Pour saisir les métaphores, nos cerveaux deviennent sensibles Feely

Pour saisir les métaphores, nos cerveaux deviennent sensibles Feely

Une nouvelle recherche explique comment nous comprenons les métaphores - comme «saisir» une idée - et comment ce processus s’enracine dans notre expérience corporelle.

Certaines études d'imagerie cérébrale par IRM fonctionnelle ou IRMf ont indiqué, par exemple, que lorsque vous entendez une métaphore telle que «elle a eu une journée difficile», des régions du cerveau associées à une expérience tactile s'activent. Si vous entendez «il est si doux», les zones associées au goût s'activent. Et lorsque vous entendez des verbes d'action utilisés dans un contexte métaphorique, comme «saisir un concept», les régions impliquées dans la perception motrice et la planification s'activent.

En moyenne, nous utilisons une métaphore à chaque mot 20.

La nouvelle étude dans le journal Recherche sur le cerveau s'appuie sur cette recherche pour déterminer quand, exactement, différentes régions du cerveau s'activent dans la compréhension métaphore et ce que cela nous dit sur la façon dont nous comprenons le langage.

Pliez la tige / pliez les règles

Les chercheurs ont découvert qu'en moyenne, les gens utilisent une métaphore à chaque mot 20, explique Vicky Lai, professeure adjointe de psychologie et de sciences cognitives à l'Université de l'Arizona. En tant que directeur du Laboratoire de neurosciences cognitives du langage au département de psychologie, Lai s'intéresse à la façon dont le cerveau traite les métaphores et d'autres types de langage.

«… La compréhension de la langue est rapide, à la vitesse de mots 4 par seconde.»

Sa dernière étude utilisait l'EEG, ou des études d'ondes cérébrales, pour enregistrer les schémas électriques dans le cerveau lorsque les participants rencontraient des métaphores contenant un contenu d'action, comme «saisir l'idée» ou «contourner les règles».

Les participants à l'étude ont vu trois phrases différentes sur un écran d'ordinateur, un mot à la fois.
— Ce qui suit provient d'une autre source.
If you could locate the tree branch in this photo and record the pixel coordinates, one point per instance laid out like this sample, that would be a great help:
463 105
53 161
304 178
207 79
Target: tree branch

Une phrase décrit une action concrète, telle que «Le garde du corps a courbé le bâton». Une autre était une métaphore utilisant le même verbe: «L’église a courbé les règles». Dans la troisième phrase, le verbe a été remplacé par un mot plus abstrait a le même sens que la métaphore: «L’église a modifié les règles».

Lorsque les participants ont vu le mot «courbé» utilisé à la fois dans le contexte littéral et métaphorique, il a évoqué une réponse similaire dans le cerveau, la région sensori-motrice étant activée presque immédiatement - en millisecondes 200 - du verbe figurant à l'écran. Cette réponse a différé lorsque «modifié» a remplacé «courbé».

Réflexion rapide

Les travaux de Lai corroborent les résultats d'études antérieures en IRMf, qui mesurent les changements dans l'activité cérébrale liés au flux sanguin; Cependant, l'EEG, qui mesure l'activité électrique dans le cerveau, fournit une image plus claire de l'importance des régions motrices sensorielles du cerveau pour la compréhension de la métaphore.

«Dans une IRMf, l'oxygénation et la désoxygénation du sang prennent du temps pour refléter les changements causés par le langage qui vient d'être prononcé», explique Lai. "Mais la compréhension de la langue est rapide, à raison de quatre mots par seconde."

Par conséquent, avec une IRMf, il est difficile de dire si la région motrice sensorielle est vraiment nécessaire pour comprendre les métaphores basées sur l'action ou si c'est quelque chose qui est activé après que la compréhension a déjà eu lieu. L'EEG fournit un sens beaucoup plus précis du timing.

«En utilisant la mesure des ondes cérébrales, nous séparons le cours du temps de ce qui se passe en premier», dit Lai.

Dans l'étude, l'activation quasi immédiate de la région motrice sensorielle après l'affichage du verbe suggère que cette région du cerveau est en effet assez importante pour la compréhension.

Les recherches actuelles de Lai permettent de mieux comprendre comment les humains comprennent le langage et contribueront de manière fondamentale à certaines des questions explorées par son laboratoire, telles que: Le langage métaphorique peut-il être utilisé pour améliorer l'humeur des gens? Quel rôle la langue pourrait-elle jouer dans le vieillissement en bonne santé? Et les métaphores peuvent-elles aider à l'apprentissage de concepts abstraits? Lai récemment a présenté des recherches en cours sur l'utilisation de métaphores pour aider à l'enseignement, à l'apprentissage et à la conservation des concepts scientifiques lors de la réunion annuelle de la Cognitive Neuroscience Society à San Francisco.

«Comprendre comment le cerveau aborde la complexité du langage nous permet de commencer à tester l'impact du langage complexe sur d'autres aspects de la cognition», a-t-elle déclaré.